Here are some of the biggest misconceptions about popular summertime activities, according to several experts.
FACT: Many drownings happen when adults are close by. The problem is too much commotion. The key is to have a designated adult watching the water because that is where the danger is. The pool should be free of excess toys that can block the view of the water.
MYTH: You don't have to worry about sunburn on cloudy days.
FACT: You can get a severe sunburn on a cloudy day. Overcast weather, no matter how cloudy, doesn't affect how much harmful UV exposure someone receives. The American Academy of Pediatrics advises using clothing and hats to avoid sun exposure, particularly for babies younger than 6 months, and applying sunscreen of at least 15 SPF that protects against UVA and UVB rays. Sunscreen should be applied at least 30 minutes before going outside and reapplied every two hours or after swimming or sweating.
MYTH: Heat isn't a problem until July or August, when temperatures peak.
FACT: Heat exhaustion and heat stroke are more prevalent early in the season, because our bodies haven't had a chance to acclimatize.
MYTH: Floaties keep little ones safe in the water.
FACT: Floaties are designed for fun, not safety. They give a false sense of security, can deflate and can slip off.
MYTH: The kids will be fine in the pool for the short time it takes to answer the phone or get a cold drink.
FACT: In a minute, a child can go under water. In two or three minutes, the child can lose consciousness. In four or five, the child could suffer irreversible brain damage or die. According to the Centers for Disease Control and Prevention, drowning is the second-leading cause of unintentional, injury-related death for children 1 to 14 years old, second only to car and transportation-related accidents.
MYTH: Children need to drink only when they are thirsty.
FACT: By the time a child is thirsty, he or she may already be dehydrated. If a child weighs 100 pounds or less, he or she should be drinking five or six ounces of water or sports drink every 15 minutes or so.
MYTH: It's safe to keep kids in car seats when the driver gets out for a quick errand.
FACT: The temperature inside a car can rise quickly in the summer, leading to brain damage, kidney failure and death in minutes. When outside temperatures are between 80 F to 100 F, the temperature inside a car can quickly rise to more than 170 F. With an outdoor temperature of 83 F, internal car temperatures can reach 109 F within 15 minutes, even with windows rolled down two inches. Children are less able to handle extreme heat than adults.
MYTH: Loving parents or caregivers would never forget a child in a car.
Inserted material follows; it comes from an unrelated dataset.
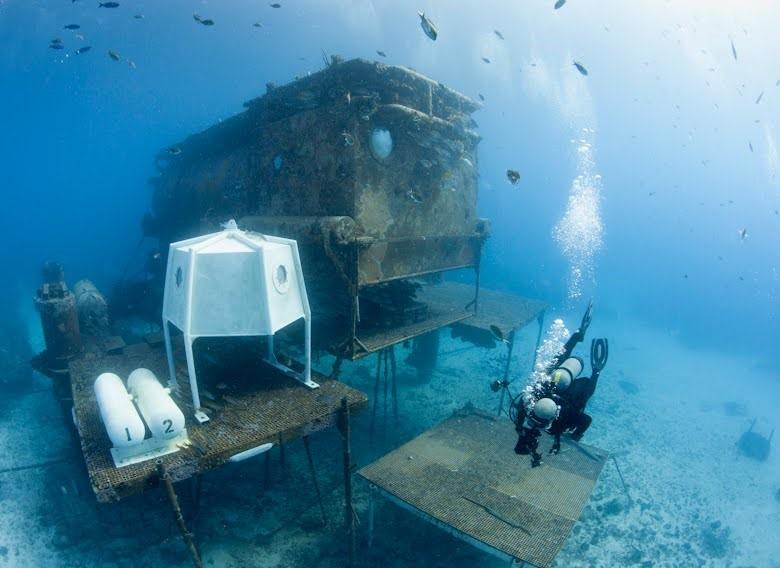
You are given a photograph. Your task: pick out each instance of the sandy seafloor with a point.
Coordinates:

FACT: It happens in the U.S. as many as 15 to 25 times a year from spring through early fall when children fall asleep in the back seat and stressed and preoccupied parents forget them, according to The Washington Post. Products such as the Cars-N-Kids Car Seat Monitor can remind a parent; the $40 device plays a lullaby on sensing a child's weight after the car has stopped. Experts at KidsAndCars.org also recommend visual cues, including putting a stuffed animal in the child's car seat when it's not occupied and moving the toy up front in the passenger seat when the child is in the car. The stuffed animal in the passenger seat is a reminder that the child is in the back.
Sources: Dr. Philip Ewing, physician in the emergency department at Children's Medical Center; Dr. Mark Till, chairman of emergency medicine at Texas Health Presbyterian Hospital Dallas; Terri Ford, community health outreach manager at Cook Children's Medical Center in Fort Worth; and Dr. John F. Marcucci, emergency department medical director at Baylor Regional Medical Center at Plano.